FAYETTEVILLE, N.C. (WNCN) – A Fayetteville neighborhood is fighting to get guardrails following multiple crashes and scary moments for some families.
People who live along Hoke Loop Road between Raeford Road and Cliffdale Road in Fayetteville told us drivers keep running off the road and landing in their backyards.
This problem has been going on for many years, they said, and they want it to end.
“Someone is going to get hurt and hopefully it’s not a driver and hopefully it’s not a child playing in the backyard,” resident Casey Clark said.
The Ellie Avenue resident fears going outside into his own backyard after a suspected drunk driver crashed through his wooden fence. He was inside with his family asleep when the incident happened.
“My fence, back fence, side fence, eventually ended up in my neighbor’s backyard, almost hit a house,” Clark said.
According to the Fayetteville Police Department, between 2018 and 2022 there were 105 accidents on Hook Loop Road.
“We are standing right here in the privacy of our own backyard and right now, any given minute, a vehicle could come through this gate because somebody is driving and texting, speeding [or] not paying attention,” Nakia Harris, Clark’s neighbor, said.

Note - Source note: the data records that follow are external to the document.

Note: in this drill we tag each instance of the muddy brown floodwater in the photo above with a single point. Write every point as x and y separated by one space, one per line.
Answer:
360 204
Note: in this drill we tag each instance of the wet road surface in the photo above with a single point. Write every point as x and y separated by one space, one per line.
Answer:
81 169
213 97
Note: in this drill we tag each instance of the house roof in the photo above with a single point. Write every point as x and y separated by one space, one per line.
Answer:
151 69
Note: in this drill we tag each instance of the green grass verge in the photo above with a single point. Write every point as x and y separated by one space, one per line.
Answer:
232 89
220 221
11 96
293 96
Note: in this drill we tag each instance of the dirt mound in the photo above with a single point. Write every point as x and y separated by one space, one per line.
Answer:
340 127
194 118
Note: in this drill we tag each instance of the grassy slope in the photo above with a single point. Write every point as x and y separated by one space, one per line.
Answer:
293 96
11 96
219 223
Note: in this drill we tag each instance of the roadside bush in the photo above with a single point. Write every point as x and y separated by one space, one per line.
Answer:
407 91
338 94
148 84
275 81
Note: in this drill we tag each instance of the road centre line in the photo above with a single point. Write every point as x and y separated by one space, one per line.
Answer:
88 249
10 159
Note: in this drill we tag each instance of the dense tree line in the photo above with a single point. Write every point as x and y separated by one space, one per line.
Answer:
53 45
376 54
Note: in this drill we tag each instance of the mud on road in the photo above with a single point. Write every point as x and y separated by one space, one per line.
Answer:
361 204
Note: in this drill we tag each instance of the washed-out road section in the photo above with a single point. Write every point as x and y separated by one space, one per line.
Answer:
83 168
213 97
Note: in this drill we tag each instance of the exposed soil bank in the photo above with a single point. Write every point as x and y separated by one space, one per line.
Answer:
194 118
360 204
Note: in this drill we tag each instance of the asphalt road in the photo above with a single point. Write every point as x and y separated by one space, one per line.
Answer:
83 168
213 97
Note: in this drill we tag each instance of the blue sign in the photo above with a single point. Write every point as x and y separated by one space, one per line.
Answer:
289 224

Harris said that’s been a problem for the past 16 years he has lived in the neighborhood. He even planted trees in his backyard to shield his home from Hoke Loop Road.
“We definitely need guardrails. We need something to prevent a vehicle from entering our backyard,” he said.
Andrew Barksdale with the North Carolina Department of Transportation said a guardrail could actually create a problem.
“A driver could go off the side of the road into the grass and hit a guardrail where it’s not needed and then go into oncoming traffic,” Barksdale said.
Over the years, the NCDOT has reduced the speed limit on Hook Loop Road to 35 miles per hour and added chevron curve warning signs, indicating a change in direction or narrowing of the road.
Barksdale said traffic engineers have other tools they are looking at to make conditions safer, too.
“Fayetteville Police Department, they can do a crackdown and help write some tickets to people who are going too fast in this area and that would help get their attention to slow down,” Barksdale said.
Repairs were just completed on Thursday morning on Clark’s fence after the suspected drunk driver crashed into it. He had to pay $2,500 out of pocket, including his insurance deductible.
“We can’t continue to wait until somebody gets killed. We need to do something now,” Harris said.